Quebec confirms 79 more coronavirus deaths as cases spike past 26,500

Apr 29 2020, 6:05 pm

The Quebec government revealed that the province’s COVID-19-related death toll has reached 1,761 after announcing 79 new deaths since Tuesday afternoon.

As part of Quebec’s daily briefings, Deputy Premier Genevieve Guilbault stood in for Premier François Legault and updated the provincial numbers. Quebec now has 26,594 known cases and 1,648 hospitalized patients, 222 of whom are in intensive care.

A total of 183,222 cases have turned up negative throughout Quebec.

After giving her thoughts and blessings to the families of the victims, Guilbault spoke about Quebec’s reinforced long-term residency’s staffing.

“As you know, for about a week, we’ve been getting reinforcements from calls launched by the premier,” she said in French. “Today, we are happy to announce the arrival of about 400 military personnel to come help out in our residences. We thank them and are very happy.”

The deputy premier said Quebec still has ‘huge needs” for the elderly and is urging Quebecers across the province to come help.

“It is a national emergency,” she added.

After updating the numbers, Guilbault announced the “gradual” reopening of certain regions throughout Quebec. She stressed the deconfinement is not a “synonym for going easier in terms of guidelines” but said easing travel restrictions means it’s making it “possible to go forward with the gradual reopening of Quebec.”

“If the curve starts to go up again, we will push back and delay some openings,” she continued. “All of these plans depend on the discipline of Quebecers who continue to be obedient and follow the guidelines.”

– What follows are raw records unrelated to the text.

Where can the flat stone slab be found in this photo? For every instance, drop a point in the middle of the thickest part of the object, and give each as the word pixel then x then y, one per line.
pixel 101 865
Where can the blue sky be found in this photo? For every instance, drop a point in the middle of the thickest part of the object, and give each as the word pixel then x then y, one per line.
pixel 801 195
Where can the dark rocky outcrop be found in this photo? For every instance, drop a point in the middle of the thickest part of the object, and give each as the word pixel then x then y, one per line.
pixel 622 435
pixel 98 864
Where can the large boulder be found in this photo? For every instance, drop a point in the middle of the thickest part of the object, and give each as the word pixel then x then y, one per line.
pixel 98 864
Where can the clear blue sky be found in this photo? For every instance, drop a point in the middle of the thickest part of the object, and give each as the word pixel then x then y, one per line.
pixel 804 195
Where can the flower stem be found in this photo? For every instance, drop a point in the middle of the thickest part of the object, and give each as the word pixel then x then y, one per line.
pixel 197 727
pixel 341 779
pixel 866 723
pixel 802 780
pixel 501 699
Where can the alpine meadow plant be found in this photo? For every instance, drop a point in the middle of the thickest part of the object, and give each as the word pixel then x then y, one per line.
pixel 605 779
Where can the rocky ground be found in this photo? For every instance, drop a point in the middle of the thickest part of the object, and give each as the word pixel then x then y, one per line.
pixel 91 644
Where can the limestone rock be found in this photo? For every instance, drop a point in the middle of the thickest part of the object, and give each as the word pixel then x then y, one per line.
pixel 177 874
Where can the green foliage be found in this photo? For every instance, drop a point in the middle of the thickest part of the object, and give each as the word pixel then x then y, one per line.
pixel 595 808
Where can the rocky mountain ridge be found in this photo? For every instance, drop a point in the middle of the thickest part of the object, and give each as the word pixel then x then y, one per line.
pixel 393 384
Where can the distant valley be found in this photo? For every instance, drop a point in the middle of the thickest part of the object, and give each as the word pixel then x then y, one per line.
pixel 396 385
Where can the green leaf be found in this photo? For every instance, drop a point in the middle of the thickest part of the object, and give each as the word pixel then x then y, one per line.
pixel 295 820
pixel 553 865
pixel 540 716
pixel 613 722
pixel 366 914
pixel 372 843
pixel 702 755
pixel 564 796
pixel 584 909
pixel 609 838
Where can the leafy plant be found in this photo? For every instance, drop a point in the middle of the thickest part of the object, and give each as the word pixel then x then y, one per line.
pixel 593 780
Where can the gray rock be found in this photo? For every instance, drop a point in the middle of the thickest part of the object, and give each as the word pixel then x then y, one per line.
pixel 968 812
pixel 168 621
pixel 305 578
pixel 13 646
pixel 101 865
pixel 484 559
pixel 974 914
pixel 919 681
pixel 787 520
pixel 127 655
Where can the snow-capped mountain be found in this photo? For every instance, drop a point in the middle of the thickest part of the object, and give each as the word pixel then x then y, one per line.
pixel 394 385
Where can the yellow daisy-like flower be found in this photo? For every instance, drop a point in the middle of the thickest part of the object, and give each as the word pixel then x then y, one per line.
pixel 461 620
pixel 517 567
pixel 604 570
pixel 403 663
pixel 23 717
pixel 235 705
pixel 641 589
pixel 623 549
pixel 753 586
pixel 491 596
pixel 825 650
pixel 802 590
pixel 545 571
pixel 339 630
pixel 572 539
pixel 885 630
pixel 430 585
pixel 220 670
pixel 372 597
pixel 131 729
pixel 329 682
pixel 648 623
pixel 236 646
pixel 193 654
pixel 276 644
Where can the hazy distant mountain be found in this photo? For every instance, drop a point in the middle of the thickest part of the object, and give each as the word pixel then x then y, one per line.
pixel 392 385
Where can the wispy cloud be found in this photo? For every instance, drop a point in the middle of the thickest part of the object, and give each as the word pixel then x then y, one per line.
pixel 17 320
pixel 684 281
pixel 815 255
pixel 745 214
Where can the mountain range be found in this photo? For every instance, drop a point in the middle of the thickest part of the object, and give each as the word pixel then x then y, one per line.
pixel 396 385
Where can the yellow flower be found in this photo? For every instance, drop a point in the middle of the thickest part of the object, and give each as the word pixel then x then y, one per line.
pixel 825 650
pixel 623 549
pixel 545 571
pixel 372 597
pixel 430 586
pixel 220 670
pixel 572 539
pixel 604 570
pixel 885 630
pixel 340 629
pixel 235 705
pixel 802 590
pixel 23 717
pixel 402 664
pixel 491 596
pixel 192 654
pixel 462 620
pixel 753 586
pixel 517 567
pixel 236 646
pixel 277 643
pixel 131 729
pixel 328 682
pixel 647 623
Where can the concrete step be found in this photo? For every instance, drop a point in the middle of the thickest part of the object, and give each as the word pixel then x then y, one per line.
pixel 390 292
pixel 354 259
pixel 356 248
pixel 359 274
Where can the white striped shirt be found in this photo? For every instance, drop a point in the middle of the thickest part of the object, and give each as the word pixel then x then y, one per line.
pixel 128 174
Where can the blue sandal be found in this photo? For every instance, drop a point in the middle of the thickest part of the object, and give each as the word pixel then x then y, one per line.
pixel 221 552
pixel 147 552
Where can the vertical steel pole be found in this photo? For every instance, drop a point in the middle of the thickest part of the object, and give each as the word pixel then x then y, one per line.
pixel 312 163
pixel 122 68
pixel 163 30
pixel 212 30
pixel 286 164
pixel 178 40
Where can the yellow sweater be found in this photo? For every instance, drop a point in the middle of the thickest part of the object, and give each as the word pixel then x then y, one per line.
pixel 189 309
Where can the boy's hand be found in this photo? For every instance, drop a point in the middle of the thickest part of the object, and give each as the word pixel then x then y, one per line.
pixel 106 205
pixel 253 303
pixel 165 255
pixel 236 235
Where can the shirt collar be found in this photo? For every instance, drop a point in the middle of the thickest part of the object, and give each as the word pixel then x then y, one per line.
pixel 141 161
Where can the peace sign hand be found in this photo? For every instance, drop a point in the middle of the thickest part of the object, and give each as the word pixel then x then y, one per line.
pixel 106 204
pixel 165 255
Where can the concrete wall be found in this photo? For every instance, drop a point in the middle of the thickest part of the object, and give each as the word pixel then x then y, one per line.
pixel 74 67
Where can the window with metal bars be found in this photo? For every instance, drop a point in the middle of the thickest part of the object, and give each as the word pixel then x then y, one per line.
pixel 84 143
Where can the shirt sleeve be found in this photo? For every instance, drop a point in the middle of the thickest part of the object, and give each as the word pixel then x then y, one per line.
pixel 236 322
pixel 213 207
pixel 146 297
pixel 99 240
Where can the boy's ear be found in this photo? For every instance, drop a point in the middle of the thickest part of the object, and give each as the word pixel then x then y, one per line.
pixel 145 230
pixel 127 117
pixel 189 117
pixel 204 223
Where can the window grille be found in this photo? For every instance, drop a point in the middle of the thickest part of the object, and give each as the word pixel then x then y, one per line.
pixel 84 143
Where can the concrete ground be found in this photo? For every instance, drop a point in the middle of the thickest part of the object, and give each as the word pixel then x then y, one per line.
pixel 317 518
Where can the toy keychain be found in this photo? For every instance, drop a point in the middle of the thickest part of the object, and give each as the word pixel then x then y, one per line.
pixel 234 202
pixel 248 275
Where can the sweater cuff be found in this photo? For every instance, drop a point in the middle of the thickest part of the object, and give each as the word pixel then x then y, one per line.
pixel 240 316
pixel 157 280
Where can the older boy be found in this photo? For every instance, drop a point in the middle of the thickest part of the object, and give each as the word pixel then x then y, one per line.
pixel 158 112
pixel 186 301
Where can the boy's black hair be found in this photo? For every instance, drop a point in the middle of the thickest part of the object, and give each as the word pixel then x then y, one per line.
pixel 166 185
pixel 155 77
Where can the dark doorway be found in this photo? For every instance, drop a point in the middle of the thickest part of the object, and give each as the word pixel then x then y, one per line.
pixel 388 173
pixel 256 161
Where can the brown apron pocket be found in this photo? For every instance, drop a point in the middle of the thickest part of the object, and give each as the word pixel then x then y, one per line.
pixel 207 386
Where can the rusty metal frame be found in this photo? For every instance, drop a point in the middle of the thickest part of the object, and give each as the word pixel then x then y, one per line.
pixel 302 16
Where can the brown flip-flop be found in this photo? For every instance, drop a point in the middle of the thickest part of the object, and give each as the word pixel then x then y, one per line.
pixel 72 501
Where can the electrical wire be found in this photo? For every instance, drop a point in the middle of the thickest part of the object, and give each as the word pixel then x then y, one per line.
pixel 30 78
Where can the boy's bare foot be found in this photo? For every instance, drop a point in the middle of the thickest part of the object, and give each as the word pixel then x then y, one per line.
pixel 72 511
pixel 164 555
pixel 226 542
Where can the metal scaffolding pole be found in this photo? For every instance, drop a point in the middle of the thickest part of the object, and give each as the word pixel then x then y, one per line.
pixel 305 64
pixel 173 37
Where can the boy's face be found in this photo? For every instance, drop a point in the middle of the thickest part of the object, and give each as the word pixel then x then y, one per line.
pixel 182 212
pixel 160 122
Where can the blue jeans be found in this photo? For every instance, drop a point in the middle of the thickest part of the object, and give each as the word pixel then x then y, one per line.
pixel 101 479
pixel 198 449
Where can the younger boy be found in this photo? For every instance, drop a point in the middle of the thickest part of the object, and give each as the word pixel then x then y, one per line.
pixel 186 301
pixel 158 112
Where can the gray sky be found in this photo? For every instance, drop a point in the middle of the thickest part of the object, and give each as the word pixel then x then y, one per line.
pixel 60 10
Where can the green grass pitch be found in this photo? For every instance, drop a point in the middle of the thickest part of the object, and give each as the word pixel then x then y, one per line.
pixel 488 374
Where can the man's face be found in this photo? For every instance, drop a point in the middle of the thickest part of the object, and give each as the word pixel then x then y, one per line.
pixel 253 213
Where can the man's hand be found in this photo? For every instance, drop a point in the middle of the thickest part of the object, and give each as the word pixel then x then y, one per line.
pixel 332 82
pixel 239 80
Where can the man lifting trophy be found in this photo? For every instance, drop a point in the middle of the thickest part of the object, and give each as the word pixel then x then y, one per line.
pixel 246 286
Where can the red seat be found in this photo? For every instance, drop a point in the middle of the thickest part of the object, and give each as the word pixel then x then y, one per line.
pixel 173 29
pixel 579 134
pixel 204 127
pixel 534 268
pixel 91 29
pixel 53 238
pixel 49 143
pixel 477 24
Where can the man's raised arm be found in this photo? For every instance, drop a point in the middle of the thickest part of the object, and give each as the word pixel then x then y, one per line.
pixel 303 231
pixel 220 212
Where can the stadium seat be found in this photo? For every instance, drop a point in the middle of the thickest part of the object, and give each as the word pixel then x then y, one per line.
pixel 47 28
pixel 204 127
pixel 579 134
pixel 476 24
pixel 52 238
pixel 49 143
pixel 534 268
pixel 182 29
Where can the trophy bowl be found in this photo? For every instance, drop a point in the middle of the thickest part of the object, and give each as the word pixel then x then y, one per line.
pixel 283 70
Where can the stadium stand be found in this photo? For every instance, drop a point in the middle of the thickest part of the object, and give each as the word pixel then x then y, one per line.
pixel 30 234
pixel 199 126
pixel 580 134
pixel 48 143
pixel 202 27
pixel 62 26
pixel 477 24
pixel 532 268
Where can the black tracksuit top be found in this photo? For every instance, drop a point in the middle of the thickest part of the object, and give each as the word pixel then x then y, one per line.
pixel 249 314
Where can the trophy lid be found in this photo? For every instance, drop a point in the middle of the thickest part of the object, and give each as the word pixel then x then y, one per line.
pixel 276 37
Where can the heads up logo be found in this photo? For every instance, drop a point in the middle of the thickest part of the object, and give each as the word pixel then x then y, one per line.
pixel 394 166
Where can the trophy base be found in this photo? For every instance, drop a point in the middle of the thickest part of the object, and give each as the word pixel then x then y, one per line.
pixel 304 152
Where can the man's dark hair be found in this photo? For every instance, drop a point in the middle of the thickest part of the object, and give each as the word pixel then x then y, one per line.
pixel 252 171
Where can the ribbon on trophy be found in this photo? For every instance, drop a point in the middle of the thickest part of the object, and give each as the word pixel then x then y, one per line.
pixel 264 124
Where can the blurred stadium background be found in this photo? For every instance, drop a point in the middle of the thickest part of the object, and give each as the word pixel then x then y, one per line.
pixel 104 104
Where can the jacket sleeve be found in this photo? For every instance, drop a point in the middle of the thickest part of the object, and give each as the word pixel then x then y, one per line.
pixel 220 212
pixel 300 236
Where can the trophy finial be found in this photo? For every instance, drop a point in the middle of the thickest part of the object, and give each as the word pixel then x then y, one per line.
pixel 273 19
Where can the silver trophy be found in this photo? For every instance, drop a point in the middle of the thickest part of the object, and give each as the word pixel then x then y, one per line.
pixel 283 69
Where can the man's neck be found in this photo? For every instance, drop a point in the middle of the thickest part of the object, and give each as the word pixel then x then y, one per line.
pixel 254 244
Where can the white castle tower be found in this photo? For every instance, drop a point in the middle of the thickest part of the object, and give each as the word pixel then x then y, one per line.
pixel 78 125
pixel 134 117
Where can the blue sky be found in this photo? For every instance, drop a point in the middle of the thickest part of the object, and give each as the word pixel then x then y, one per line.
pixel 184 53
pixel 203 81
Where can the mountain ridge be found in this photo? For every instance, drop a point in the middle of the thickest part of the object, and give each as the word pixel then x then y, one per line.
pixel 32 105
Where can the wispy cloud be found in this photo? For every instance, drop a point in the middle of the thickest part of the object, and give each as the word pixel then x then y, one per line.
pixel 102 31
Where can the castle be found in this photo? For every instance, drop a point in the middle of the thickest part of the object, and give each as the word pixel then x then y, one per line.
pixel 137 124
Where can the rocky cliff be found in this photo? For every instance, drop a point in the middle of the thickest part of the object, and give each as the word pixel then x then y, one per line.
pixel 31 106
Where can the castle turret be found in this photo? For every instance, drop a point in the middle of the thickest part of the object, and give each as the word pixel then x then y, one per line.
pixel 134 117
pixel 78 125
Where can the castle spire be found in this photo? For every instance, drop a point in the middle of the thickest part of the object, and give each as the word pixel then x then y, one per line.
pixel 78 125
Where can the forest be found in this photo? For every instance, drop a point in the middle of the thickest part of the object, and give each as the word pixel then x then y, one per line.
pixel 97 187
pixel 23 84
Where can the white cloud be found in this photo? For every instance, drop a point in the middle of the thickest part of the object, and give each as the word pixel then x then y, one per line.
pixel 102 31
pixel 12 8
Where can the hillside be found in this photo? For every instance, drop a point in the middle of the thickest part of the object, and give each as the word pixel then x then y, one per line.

Easing roadblocks and travel restrictions are part of Quebec’s third announcement in consecutive days as its “gradual plan” to reopen the province rolls forward. On Monday, Legault announced the timeline to reopen schools and on Tuesday, he tabled the province’s plan to reopen the economy.

Earlier this week, Legault said there are “two worlds” in Quebec, deaths in long-term care homes and “everybody else,” which he specified as people at home, not in CHSLDs.

The premier said excluding long-term residences, the death toll is “relatively low.” He added in the past two weeks, numbers have been ranging from eight to 10 deaths daily (excluding CHSLDs).

“It is that plateau in two weeks that is allowing us to say the situation is under control, except in CHSLDs, we have to move forward gradually to avoid a sudden surge in the curve.”

Quebec is one of the global leaders when it comes to screening tests, according to the premier, hence the consistent influx of known cases throughout the province.

Canada’s coronavirus death toll now totals 2,904.